Aligning staff to organisation values and vision
This has been a key in all my workplaces. I’ve worked with teams to understand our shared purpose, why we work in an organisation and how each of our functions adds to our ability to achieve our mission.
I’ve realised, particularly in not for profit workplaces, how important deliberately building this aligned sense of purpose is. Salaries on offer are often below market rates, and staff need to work on a variety of tasks outside of their comfort zone. Especially in the current labour market staff have choices, they don’t have to work for you, and they absolutely do not have to work with agility across a range of disparate tasks.
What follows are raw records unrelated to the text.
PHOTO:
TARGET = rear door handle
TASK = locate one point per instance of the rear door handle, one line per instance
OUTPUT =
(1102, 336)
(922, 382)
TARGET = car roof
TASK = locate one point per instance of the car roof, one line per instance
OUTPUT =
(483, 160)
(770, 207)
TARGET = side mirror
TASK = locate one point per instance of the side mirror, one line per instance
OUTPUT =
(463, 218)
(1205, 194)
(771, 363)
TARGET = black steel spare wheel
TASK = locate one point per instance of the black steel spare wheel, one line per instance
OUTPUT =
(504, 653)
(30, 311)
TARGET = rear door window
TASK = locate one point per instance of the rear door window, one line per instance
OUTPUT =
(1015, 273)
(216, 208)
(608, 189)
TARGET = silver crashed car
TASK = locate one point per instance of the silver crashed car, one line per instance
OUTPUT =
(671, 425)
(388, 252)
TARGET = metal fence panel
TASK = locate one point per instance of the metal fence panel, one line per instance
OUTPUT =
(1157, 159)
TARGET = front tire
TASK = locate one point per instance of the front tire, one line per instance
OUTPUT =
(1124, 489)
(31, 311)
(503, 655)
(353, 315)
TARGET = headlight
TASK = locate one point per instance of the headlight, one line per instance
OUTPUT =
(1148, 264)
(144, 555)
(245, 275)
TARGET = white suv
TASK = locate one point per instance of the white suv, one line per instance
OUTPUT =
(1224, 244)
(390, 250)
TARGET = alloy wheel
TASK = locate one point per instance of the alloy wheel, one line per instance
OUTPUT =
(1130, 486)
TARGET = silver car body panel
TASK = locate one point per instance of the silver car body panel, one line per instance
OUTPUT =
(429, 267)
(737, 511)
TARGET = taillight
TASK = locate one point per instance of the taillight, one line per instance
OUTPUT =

A shared commitment to higher order outcomes is the glue that binds people to the work.
It is so important to acknowledge how each person’s work is important and how together we’re contributing to a greater future. By working with and valuing each person, you build their alignment, capacity and drive.
By building a common sense of purpose and understanding of each other’s roles, you create a sense of team so staff help each other, rather than existing in silos. You also build momentum for doing and achieving more, rather than fear of additional projects leading to overwork and stress. New ideas emerge, new alliances and relationships across teams and there’s a buzz, with staff having each other’s backs and innovations emerging.
Being true to yourself as an individual, and as an organisation
It has taken years to accept that my considered, passionate and reflective manner as a leader is key to how I lead and to accept this as a strength.
Similarly, I’ve learned that organisations need to be authentic and play to their strengths. By building on what an organisation does well, and where it has a unique value proposition, you grow respect for an organisation and its functions and attract support and funding in due course. This has been as true in my leadership of a member body as it has leading a think tank.
There’s a deal of fear, risk and trust that underpins this focus on building and sticking to an authentic vision – that if you do work well, put effort into relationships and outputs you will succeed. It takes bravery, time and effort, but creates a sustainable base.
The alternative, a scattergun approach to secure any funding, is reputationally risky and likely to set an organisation back even if the initial sugar hit is grand.
Good leadership has enduring impacts on organisational capacity
A good leader capacity builds those around them, so when they leave an organisation has a team, reputation, culture and capacity to weather the storm.
Alignment to a central organisational vision remains, and staff continue to pursue shared goals. By bringing people with you on the leadership journey you create the environment for ongoing organisational success.
Good leaders work over a variety of time horizons to ensure the sustainability of an organisation. Investments in relationships, submissions and ideas bear fruit months, at times years, after you depart as an ongoing legacy of your work to position the organisation for success.